Turhan, who was anxiously awaiting word on his missing 16-year- old daughter, Aylin, thought the person had the wrong number, lost his patience, and quickly hung up.
Several hours later, he would finally make the connection, albeit not on his own. Police from Longview, Texas, called, saying they had found Aylin riding an Amtrak train from Los Angeles to New York. She had been asked for her home number when she bought the ticket.
"We had no idea what they Amtrak were calling about and we wanted to keep the line open," Nesrin Turhan, Aylin's mother, said Wednesday.
"We had been so overwhelmed with our missing daughter that we never put it together."
Thus ended one of the longest and most bizarre missing-persons investigations this community has seen in years, police said.
Sources close to the investigation said Wednesday that Aylin had told friends as long as a year ago that she wanted to go on a cross- country trip. "The information that we were getting was that she had probably run away," said one source. "There were flags that pointed to this." She surprised most everyone when she walked off the campus of Wayne Hills High School around 7:30 a.m. April 4, and vanished.
In the following days, dozens of officers and search dogs combed the area around the high school and the woods surrounding the nearby Point View Reservoir. Detectives and school officials interviewed friends and classmates.
Police suspect Aylin took the train to the West Coast the trip that would have prompted the Amtrak courtesy call to the Turhan residence and was heading home.
Police said she paid cash for her ticket. Her family said they noticed she had been saving her lunch money and allowance and said she didn't have access to a credit card.

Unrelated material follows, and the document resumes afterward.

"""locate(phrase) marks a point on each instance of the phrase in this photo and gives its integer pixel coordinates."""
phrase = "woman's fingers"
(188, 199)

Aylin spent Tuesday night at a youth shelter in Longview, about 145 miles east of Dallas and 40 miles from the Louisiana border, police said. Ibrahim Turhan left for Texas on a 5:15 a.m. flight Wednesday and was scheduled to bring his daughter home this afternoon. Wayne police said they would question her either today or Friday.
Family members from all over the world called the Turhans house on Ratzer Road on Wednesday and breathed a sigh of relief when they got the news.
"It was a terrible, terrible time," said Nesrin Turhan. "I can't imagine anything worse than what we had been going through."
Turhan said the family took trips to their native Turkey and to Europe at least once a year, so traveling was nothing new to her daughter.
"I knew that she could take care of herself," she said. "She has always said she wanted to go somewhere far on a train. I didn't think she would do it like this."
Family members said Wednesday that police even confiscated the family computer to see if she had any contact with someone in an Internet chat room, but found nothing. "She did all this by herself," her mother said.
Aylin was found Tuesday evening by two undercover Longview police officers who routinely patrol Amtrak trains as part of a drug- interdiction program. She was found alone and unharmed.
"One of the things they look at is suspicious people," said Chief A.J. Key of the Longview police. "A young girl traveling by herself is pretty suspicious, so they went up to her. She had her home phone number on the ticket so they called her parents from the train." Wayne Hills Principal Eugene Sudol said he has already set up counseling for Aylin to help her make the transition back to school.
"Now's the hard part," the mother said. "We have to find out why she did this, why she went so far away from us. We have to see if we should go to counseling or not. My concern now is what can we do for her."